Самое странное было, что никто ничего не знал. О Японии помнили по уже далеким учебникам: привыкли считать ее маленькой страною вроде Голландии, не понимали, как такая мелюзга топорщится воевать с Россией, и широко распахивали глаза, слыша нежданно, что там больше пятидесяти миллионов народу. Не представляли себе и того, что Россия на Дальнем Востоке совсем не тот великан, — что туда ведет за тысячи верст ниточка жалкой одноколейки, по которой медленно будет просачиваться взвод за взводом, еще скупее — провиант и амуниция. Еще меньше знали, конечно, где Манчжурия и кому она нужна: если что знали, то устные пересуды о каком-то Абазе, о каком-то Безобразове, которые там не то напутали, не то накрали — а что и как, неведомо.

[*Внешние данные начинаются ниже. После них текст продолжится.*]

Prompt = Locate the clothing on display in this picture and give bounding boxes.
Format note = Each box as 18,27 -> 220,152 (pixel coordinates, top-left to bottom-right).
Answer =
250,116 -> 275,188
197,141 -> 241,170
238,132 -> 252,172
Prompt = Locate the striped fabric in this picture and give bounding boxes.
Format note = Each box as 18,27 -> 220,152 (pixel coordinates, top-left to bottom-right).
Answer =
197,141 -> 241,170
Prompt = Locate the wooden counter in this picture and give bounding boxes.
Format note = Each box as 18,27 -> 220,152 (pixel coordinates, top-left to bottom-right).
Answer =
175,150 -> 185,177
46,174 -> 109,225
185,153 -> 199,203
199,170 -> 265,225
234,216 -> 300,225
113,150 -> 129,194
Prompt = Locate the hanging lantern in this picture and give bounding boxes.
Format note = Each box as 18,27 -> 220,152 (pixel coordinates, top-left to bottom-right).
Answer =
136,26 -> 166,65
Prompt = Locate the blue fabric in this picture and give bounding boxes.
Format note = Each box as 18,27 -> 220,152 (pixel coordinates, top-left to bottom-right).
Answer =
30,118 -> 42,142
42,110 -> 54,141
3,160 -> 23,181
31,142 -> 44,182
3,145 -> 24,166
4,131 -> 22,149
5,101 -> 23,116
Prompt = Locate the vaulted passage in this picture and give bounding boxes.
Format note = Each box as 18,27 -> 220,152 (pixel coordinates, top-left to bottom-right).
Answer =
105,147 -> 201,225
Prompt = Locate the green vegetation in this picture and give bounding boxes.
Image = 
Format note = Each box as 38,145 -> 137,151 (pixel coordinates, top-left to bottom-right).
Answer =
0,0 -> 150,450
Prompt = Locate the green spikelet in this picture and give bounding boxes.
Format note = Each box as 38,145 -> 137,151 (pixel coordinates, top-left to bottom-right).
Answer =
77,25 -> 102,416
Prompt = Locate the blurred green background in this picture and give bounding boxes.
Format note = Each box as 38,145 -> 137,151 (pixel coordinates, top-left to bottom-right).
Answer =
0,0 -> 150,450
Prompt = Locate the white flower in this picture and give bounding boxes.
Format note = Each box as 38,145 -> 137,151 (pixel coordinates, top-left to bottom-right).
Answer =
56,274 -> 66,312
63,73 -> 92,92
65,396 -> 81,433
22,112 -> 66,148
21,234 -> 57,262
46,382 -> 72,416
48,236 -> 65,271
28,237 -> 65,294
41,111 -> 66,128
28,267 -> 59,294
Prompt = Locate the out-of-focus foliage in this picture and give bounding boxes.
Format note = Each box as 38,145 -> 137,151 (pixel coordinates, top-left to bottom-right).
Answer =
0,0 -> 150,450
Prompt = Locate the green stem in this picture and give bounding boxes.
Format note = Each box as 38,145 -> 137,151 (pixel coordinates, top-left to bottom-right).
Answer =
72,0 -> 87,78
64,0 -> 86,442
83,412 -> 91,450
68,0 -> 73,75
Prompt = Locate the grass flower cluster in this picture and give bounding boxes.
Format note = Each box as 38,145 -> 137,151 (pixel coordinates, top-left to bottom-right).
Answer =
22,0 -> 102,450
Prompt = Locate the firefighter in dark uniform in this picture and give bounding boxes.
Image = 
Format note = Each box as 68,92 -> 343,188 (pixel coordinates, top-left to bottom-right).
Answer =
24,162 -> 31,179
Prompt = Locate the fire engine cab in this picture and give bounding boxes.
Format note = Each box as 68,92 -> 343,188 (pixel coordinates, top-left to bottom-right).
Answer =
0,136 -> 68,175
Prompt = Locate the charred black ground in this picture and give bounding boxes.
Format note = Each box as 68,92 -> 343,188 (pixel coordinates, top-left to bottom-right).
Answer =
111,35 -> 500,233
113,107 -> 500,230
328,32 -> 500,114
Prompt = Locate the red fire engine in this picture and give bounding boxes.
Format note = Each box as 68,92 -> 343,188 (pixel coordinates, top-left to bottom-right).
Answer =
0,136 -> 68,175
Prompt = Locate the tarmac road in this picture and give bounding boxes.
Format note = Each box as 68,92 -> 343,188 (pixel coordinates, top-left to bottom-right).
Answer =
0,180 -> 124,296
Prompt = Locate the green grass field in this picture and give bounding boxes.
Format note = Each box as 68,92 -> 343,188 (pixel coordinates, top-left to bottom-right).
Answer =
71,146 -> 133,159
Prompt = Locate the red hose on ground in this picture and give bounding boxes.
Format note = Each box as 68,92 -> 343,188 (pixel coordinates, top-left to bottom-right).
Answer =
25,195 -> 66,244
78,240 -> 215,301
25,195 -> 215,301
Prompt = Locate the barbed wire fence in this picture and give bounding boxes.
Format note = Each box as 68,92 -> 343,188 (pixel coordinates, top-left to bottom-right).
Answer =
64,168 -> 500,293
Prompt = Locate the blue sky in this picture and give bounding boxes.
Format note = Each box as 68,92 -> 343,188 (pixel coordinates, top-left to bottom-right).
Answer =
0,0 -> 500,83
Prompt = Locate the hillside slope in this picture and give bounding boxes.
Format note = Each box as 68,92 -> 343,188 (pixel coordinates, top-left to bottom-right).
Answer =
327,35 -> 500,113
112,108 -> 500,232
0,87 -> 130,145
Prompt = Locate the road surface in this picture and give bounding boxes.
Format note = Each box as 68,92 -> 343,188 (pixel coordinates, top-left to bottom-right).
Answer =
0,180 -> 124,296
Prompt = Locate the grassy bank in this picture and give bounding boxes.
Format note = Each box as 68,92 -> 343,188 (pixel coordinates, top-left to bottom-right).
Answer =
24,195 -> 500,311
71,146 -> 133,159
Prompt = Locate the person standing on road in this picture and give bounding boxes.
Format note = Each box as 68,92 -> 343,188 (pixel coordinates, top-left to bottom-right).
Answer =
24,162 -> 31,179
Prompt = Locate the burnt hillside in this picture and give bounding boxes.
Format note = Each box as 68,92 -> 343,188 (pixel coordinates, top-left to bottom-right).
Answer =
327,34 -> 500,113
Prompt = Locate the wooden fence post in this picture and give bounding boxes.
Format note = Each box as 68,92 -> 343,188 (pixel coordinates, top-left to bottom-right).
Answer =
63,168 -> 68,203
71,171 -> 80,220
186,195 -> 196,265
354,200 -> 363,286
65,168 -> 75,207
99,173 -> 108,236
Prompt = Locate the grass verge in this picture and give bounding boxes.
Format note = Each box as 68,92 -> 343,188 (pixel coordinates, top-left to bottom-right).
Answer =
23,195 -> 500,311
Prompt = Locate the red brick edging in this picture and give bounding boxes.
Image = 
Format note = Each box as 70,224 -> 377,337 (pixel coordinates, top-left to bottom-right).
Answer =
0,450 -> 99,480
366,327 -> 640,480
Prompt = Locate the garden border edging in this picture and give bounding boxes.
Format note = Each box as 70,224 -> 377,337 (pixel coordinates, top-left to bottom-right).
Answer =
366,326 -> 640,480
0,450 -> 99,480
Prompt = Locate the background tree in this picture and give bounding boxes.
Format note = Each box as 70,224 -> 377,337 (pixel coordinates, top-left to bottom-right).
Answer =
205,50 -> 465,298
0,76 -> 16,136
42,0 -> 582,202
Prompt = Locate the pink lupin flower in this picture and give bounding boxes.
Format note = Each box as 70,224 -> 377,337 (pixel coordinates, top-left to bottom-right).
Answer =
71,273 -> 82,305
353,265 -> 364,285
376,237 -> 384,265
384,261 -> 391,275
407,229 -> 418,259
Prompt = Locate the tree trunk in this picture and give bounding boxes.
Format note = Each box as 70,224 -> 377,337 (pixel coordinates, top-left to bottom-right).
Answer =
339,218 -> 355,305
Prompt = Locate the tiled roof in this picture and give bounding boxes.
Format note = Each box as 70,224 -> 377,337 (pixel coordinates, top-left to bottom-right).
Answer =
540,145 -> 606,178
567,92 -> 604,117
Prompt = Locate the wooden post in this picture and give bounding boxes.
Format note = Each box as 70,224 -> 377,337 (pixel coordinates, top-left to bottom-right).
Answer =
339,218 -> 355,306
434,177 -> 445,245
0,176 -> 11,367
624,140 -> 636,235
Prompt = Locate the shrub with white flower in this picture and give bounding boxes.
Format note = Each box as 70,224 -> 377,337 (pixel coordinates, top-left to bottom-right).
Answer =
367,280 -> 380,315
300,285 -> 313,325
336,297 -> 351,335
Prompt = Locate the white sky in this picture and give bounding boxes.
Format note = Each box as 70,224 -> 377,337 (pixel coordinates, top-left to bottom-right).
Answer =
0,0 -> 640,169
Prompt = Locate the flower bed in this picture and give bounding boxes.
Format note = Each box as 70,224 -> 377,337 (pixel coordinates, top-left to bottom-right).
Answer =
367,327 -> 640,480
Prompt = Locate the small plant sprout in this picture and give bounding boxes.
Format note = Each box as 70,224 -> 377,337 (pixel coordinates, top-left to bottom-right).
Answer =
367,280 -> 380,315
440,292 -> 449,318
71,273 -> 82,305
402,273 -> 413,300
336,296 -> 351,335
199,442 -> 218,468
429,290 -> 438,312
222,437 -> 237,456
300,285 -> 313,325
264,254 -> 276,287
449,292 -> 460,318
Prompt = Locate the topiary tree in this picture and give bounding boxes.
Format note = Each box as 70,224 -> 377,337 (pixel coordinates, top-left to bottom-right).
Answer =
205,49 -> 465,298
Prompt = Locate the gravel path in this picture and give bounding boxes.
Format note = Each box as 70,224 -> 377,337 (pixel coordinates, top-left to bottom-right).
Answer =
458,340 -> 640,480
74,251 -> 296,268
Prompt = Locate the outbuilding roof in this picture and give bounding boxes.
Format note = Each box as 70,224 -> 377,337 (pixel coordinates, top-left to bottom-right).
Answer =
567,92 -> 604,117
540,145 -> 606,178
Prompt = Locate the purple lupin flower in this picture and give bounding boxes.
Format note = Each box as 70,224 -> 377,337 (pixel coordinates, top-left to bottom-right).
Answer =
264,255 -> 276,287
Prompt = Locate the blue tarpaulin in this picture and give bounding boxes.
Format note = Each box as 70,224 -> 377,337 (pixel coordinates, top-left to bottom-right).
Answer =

И, несмотря на эту, сегодня утром еще несомненную, непомерность между мелюзгой и великаном, все почему-то оживленно предвещали: наших побьют; и никто во всем доме от этой уверенности не пригорюнился. Там, на сцене, там побьют; тут у нас, в зрительном зале, насущная забота совсем иная — если пьеса провалится и лопнет вся антреприза, нам же лучше… Тогда меня это, конечно, нисколько не поразило, я ничего иного и не ждал; только теперь, оглядываясь назад, соображаю, как все это было странно, сколько нагромоздиться должно было вековых отчуждений, чтобы так извратился основной, непроизвольный, первоприродный отклик национального организма на вонзившийся в тело шип.
Еще накануне Марко со мной договорился встретиться на послезавтра за пирожками у Филиппова; он, конечно, опоздал на час, но я так и знал. Сетовать не пришлось: у Филиппова я застал знакомого, большого столичного литератора. Имени не назову, но все его помнят. Был это, по-моему (хотя общее мнение до сих пор другое), человек не подлинно талантливый, а только зато с крапинами истинной гениальности: самая неудачная и несчастная комбинация. Талантом называется высокая степень способности что-то хорошо сделать; он, по-моему, ничего хорошо сделать не умел, и все большие книги его о русских романистах и итальянских художниках, напряженно-вдумчивые, но никуда не доводящие, будут забыты. Но отдельной строкою он умел иногда поразить и даже потрясти — вдруг приподнять крышку над непознаваемым и показать на секунду отражение первозданности в капле уличного дождя. Я раз от него (но речь шла о другом авторе) услышал хорошее слово для определения этой черты: «пхосвэты в вэчность» — он был выходец хедера и говорил с этим оттенком. Беседовать с ним, когда в ударе, было большое наслаждение: как ночью в море плескаться в фосфоресцирующей воде, думал я не раз, вспоминая прошлое лето.